Tuesday, March 15, 2011

Wave of Sorrow

Last Friday I was driving to a doctor appointment when I was suddenly hit by a feeling of depression. It was a mix of sadness, hopelessness and pointlessness that seemed totally unconnected to anything going on in my life. The appointment was a routine one for a Boneva infusion, not for illness. After the appointment I was going on to meet friends for lunch at a favorite restaurant and then to pick up my badly-missed laptop from the Apple Store and hang around to buy an iPad2. So why were my feelings so out of line with the day I had planned?


At that point my unconscious, which had been frantically trying to get my attention for a few minutes, broke in and reminded me what had happened earlier that morning. I had awoken to the radio and heard something about tsunami warnings in Hawaii. I found my husband, up early doing his laundry, and asked if he knew what had caused the worry about tsunamis in Hawaii, and that's when I found out about the earthquake that had hit Japan.
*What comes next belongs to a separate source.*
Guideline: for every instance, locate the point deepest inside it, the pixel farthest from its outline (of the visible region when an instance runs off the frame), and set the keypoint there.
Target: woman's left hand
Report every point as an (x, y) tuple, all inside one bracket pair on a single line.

Unlike most people, I was not glued to the news that morning while I organized the details of my day, but it wasn't hard to figure out that large dense population plus island location plus earthquake equals disaster. I wasn't prepared for the scope of that disaster, but I don't think anyone stateside was at that point.


Later that morning when I saw my sister's one word Facebook post, "CRAP!", I remembered that my nephew, who is in the Army, had just been sent to Hawaii. (Later that day he texted that he was okay.)
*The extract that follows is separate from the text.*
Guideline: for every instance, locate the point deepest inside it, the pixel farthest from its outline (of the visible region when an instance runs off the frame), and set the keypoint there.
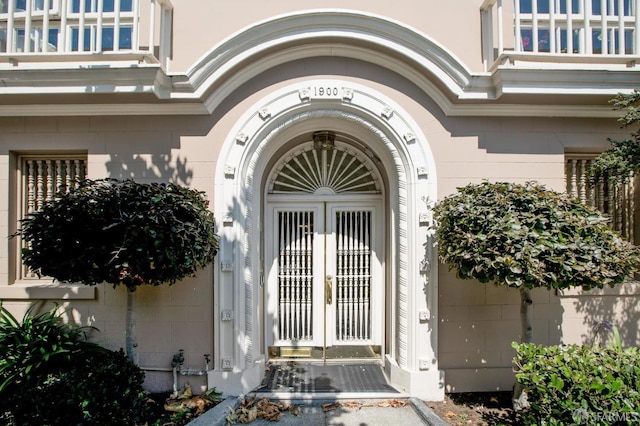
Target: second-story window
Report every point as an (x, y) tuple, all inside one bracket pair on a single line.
[(107, 6), (576, 26), (41, 177)]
The incident reminded me of the last time I had sensed a disturbance in the force.  On June 11, 2001, two days before my 54th birthday, I woke up with that same feeling of sadness, hopelessness and pointlessness, and again, there didn't seem to be any reason for it. I was looking forward to my birthday. It was Monday, but I generally didn't take Mondays that badly. Only later, driving to work and hearing that Timothy McVeigh had been executed earlier that morning did I understand what had hit me. Not only was the sorrow and outrage of the Oklahoma City bombing brought back to me, but also sorrow for McVeigh.
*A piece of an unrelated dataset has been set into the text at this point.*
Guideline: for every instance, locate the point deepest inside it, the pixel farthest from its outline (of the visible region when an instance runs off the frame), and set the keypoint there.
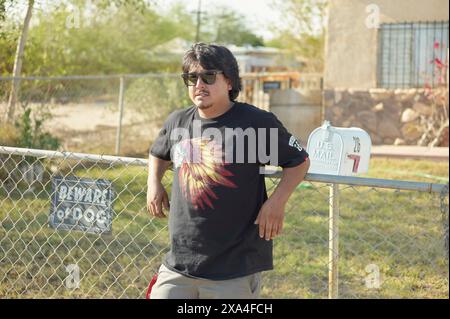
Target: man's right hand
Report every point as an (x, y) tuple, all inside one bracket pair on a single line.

Let me explain that. Despite my reservations about capital punishment in general, I can't dispute McVeigh's execution. If anyone is going to get the death penalty for a crime, a mass murderer of 168 people, nineteen of them children, should be the one. My thoughts about McVeigh do not run along the lines of "the poor baby". My sorrow was more a generalized sorrow for any young person who makes choices that ultimately force society to protect itself from him. I wonder if there was some point at which he could have been put on a better path, some person who could have intervened, some set of circumstances that would have averted the entire tragedy and spared all those lives. You can't reason with or influence tectonic plates. I would hate to think that people are ultimately just as driven by fate and impersonal forces.